The geranium I save is one that I grew from seed several years ago.  The flowers are hot pink, and with a color like that, I can’t bear to just let it die at the end summer.  When it blooms in the middle of winter, it’s a warm reminder that summer wasn’t a dream — and that in just a few more months, it will be warm again. 

Then there is the gloxinia.  I purchased the bulb from Home Depot while Joe and I were in Florida.  Not really knowing what to do with it,  I planted it in a terra cotta pot when we returned to New York, and the plant bloomed purple and white.  By the end of summer, the flowers were gone, but the thick, fuzzy leaves still looked great, so I brought it to work. hoping for more flowers.  Slowly, the leaves turned yellow, and the plant was gone.  By that time, it was cold and wintry, and I was too lazy to bring a “dead” plant home.  Then the surprise of all surprises: in spring, it started sprouting.  I gave it more sun, more water, and the reward has been about 5 years of flowering. 

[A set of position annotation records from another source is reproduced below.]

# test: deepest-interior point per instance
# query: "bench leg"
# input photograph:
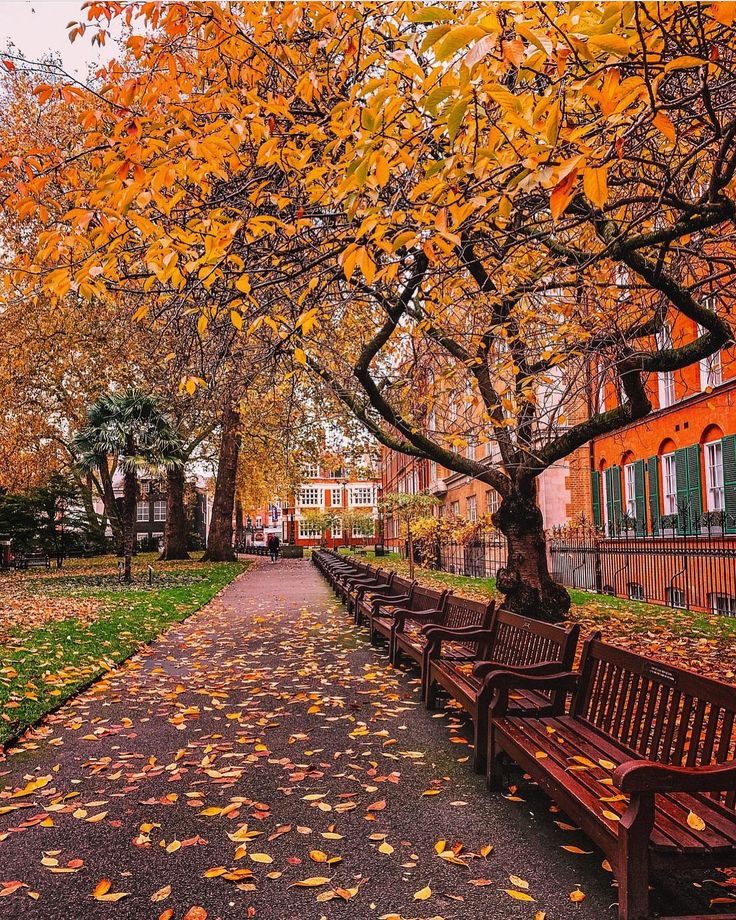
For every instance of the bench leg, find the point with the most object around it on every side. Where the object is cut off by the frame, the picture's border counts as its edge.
(635, 828)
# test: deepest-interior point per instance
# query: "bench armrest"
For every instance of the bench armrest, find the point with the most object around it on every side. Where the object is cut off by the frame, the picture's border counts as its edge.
(389, 599)
(421, 616)
(501, 682)
(436, 635)
(648, 776)
(542, 668)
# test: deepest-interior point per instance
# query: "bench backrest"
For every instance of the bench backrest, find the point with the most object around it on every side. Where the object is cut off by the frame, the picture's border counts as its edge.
(521, 640)
(465, 611)
(660, 712)
(427, 599)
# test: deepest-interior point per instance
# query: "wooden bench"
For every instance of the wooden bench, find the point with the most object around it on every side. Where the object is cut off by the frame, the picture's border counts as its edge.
(418, 600)
(399, 592)
(643, 762)
(411, 629)
(461, 660)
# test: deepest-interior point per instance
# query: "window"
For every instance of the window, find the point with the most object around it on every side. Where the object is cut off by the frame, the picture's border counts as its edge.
(711, 373)
(361, 495)
(492, 501)
(308, 531)
(310, 495)
(669, 483)
(363, 528)
(714, 476)
(723, 604)
(666, 379)
(676, 598)
(630, 483)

The plant my grandfather gave me.

Finally, there’s a plant that I wish I could tell you the name of.  I believe it’s Clerodendrum thomsoniae (Glory Bower Vine or Bleeding Heart Vine).  I call it the plant my grandfather gave me.  My mother’s father had a green thumb — a tremendous green thumb.  Years ago, I ordered a plant for him from a catalog.  He loved it.  In fact, he loved it so much that he rooted clippings of the plant, and gave one of these new plants to me.  The plant stays outside all summer.  When I bring it to work, I am treated to an explosion of white and red flowers.  My grandfather has since died, but his plant, whatever it’s called, lives on — and I’m thankful that it’s something that we shared. 

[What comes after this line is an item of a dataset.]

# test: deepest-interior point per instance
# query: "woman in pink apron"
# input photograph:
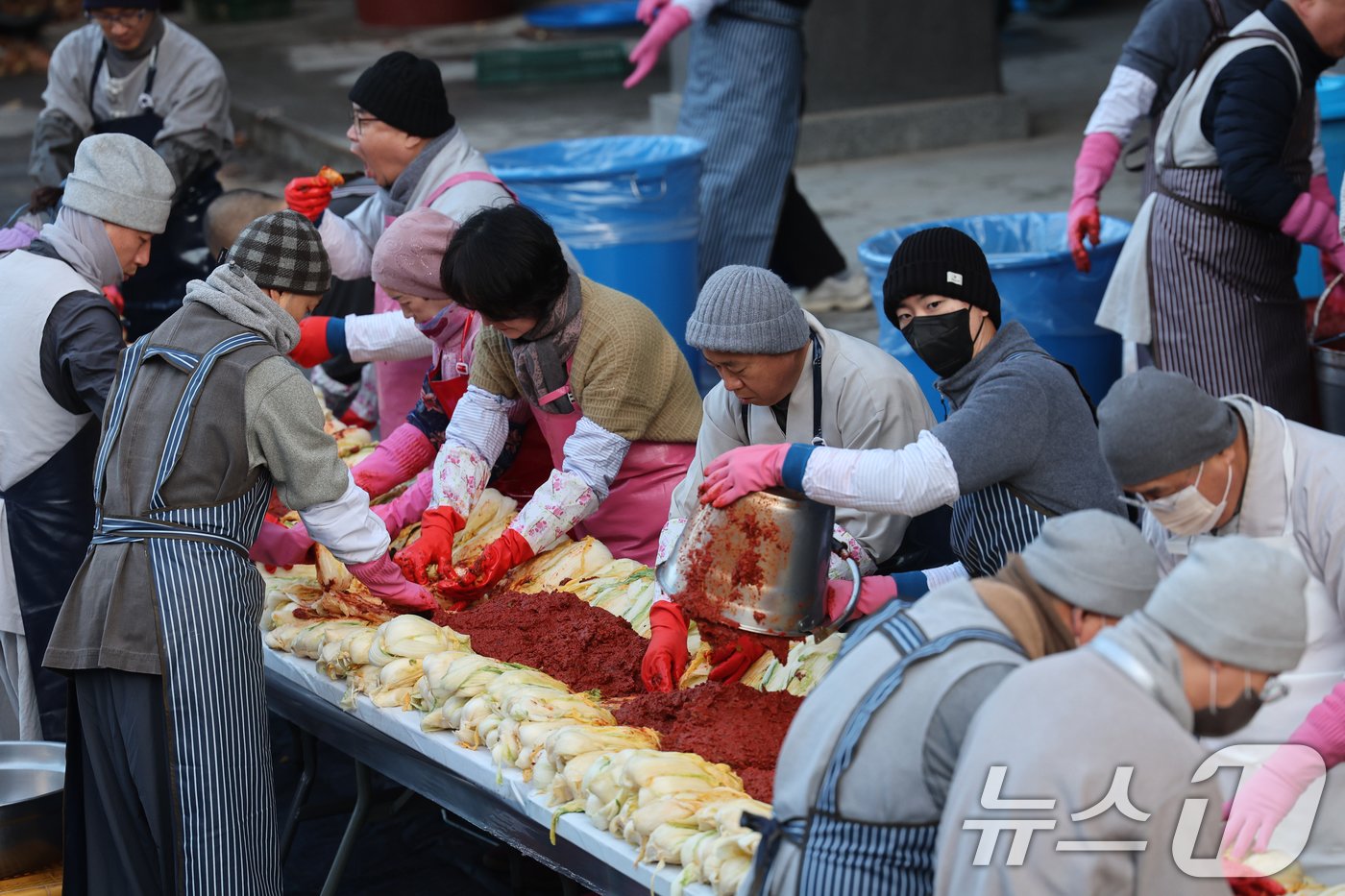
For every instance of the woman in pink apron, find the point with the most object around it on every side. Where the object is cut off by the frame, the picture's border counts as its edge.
(605, 382)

The easy thing to do would be to allow the plants to die at the end of the season, and then to start fresh the following year.  But I imagine that plants have human emotions.  I think the plants look at me, practically begging me to save them from the horrors of winter’s cold — and I can’t bear the idea of watching them wither away.  I don’t want them to feel abandoned or for them to think that I used them and now I’m done with them.   Perhaps, then, it’s the other way around.  Rather than me placing human emotions on plants, maybe it’s the plants that help me to be more human.

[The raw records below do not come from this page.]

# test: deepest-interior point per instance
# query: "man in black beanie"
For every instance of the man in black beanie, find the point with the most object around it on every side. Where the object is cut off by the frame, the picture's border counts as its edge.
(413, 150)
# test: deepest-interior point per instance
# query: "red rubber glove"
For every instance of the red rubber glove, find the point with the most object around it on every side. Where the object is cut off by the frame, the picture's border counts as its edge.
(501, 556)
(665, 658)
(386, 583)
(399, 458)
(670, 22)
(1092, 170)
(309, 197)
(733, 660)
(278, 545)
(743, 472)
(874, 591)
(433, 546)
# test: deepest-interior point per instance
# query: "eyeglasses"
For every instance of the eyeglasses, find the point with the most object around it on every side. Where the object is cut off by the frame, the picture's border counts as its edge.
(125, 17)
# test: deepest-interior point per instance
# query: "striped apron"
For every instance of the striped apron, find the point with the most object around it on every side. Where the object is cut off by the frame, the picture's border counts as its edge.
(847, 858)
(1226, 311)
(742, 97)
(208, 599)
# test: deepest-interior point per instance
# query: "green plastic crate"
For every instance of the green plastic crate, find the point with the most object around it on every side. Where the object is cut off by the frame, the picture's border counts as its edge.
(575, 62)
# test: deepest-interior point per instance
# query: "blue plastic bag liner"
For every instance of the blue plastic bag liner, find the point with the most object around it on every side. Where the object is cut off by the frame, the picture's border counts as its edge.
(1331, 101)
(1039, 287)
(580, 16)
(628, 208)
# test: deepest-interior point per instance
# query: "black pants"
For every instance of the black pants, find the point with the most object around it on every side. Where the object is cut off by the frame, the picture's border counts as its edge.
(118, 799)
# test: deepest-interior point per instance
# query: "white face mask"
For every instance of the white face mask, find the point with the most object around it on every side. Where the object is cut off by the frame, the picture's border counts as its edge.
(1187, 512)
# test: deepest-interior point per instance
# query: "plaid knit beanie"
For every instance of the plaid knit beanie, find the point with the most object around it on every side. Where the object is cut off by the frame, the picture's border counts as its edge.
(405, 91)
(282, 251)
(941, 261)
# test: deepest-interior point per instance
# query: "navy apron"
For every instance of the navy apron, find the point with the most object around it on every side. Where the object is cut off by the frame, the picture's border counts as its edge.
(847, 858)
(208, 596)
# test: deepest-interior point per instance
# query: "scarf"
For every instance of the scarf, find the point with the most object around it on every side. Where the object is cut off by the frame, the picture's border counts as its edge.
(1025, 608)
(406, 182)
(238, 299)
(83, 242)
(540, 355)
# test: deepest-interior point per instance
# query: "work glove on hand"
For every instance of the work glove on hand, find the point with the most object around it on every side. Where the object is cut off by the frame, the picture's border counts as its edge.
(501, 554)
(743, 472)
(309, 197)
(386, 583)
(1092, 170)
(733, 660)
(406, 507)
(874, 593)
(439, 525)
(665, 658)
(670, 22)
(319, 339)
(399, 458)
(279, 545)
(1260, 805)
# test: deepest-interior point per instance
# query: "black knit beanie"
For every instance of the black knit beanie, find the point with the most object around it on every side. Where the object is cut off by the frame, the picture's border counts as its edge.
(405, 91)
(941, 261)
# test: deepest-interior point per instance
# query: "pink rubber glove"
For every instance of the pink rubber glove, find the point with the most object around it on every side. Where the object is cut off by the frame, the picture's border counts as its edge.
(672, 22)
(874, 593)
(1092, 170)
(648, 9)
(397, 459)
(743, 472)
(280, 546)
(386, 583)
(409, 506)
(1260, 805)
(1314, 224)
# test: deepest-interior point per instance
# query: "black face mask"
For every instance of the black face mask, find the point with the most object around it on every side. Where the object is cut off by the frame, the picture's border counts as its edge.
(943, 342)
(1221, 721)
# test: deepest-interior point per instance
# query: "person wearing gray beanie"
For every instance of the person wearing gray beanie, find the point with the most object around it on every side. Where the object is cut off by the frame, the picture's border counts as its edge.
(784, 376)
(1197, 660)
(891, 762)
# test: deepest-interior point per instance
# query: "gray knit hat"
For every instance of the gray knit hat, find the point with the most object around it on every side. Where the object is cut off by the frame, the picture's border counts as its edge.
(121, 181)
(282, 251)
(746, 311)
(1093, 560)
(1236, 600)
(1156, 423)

6 thoughts on “Honey, The Plants Are Home

  1. Hi, Kevin. A little more history about Grandma’s philodendron. When I was a kid, it was probably about 15 – 18 feet long, and wrapped around a large piece of tree bark. I knocked it over and spilled the soil out of the pot. The plant broke and was she mad! She had babied it for so many years. Anyway, it died back to one leaf and she nurtured it back to life. In a few years, it was the same large thriving plant it had been before the massacre. Every so often, though, it would just start to turn yellow and lose leaves. She’d baby it along and it would return to be vigorous again! I never understood how she did it! I look at plants and they die! I’m glad you have her baby philo! At least it will live on in your loving care! Keep posting! I am enjoying reading about your experiences! ❤

    • Hi. Thanks for your comment. I think it’s part of the nature of gardeners to say to themselves, “I wonder if I can. . . I think I can. . .” — and then to give it a try.

    • Thanks for stopping by. When I wrote the post, I tried to do a search to identify the plant. (I probably should have saved the catalog from where it was originally ordered.) Some sites said it was a bleeding heart vine. If I can be definite, I will let you know. Be well.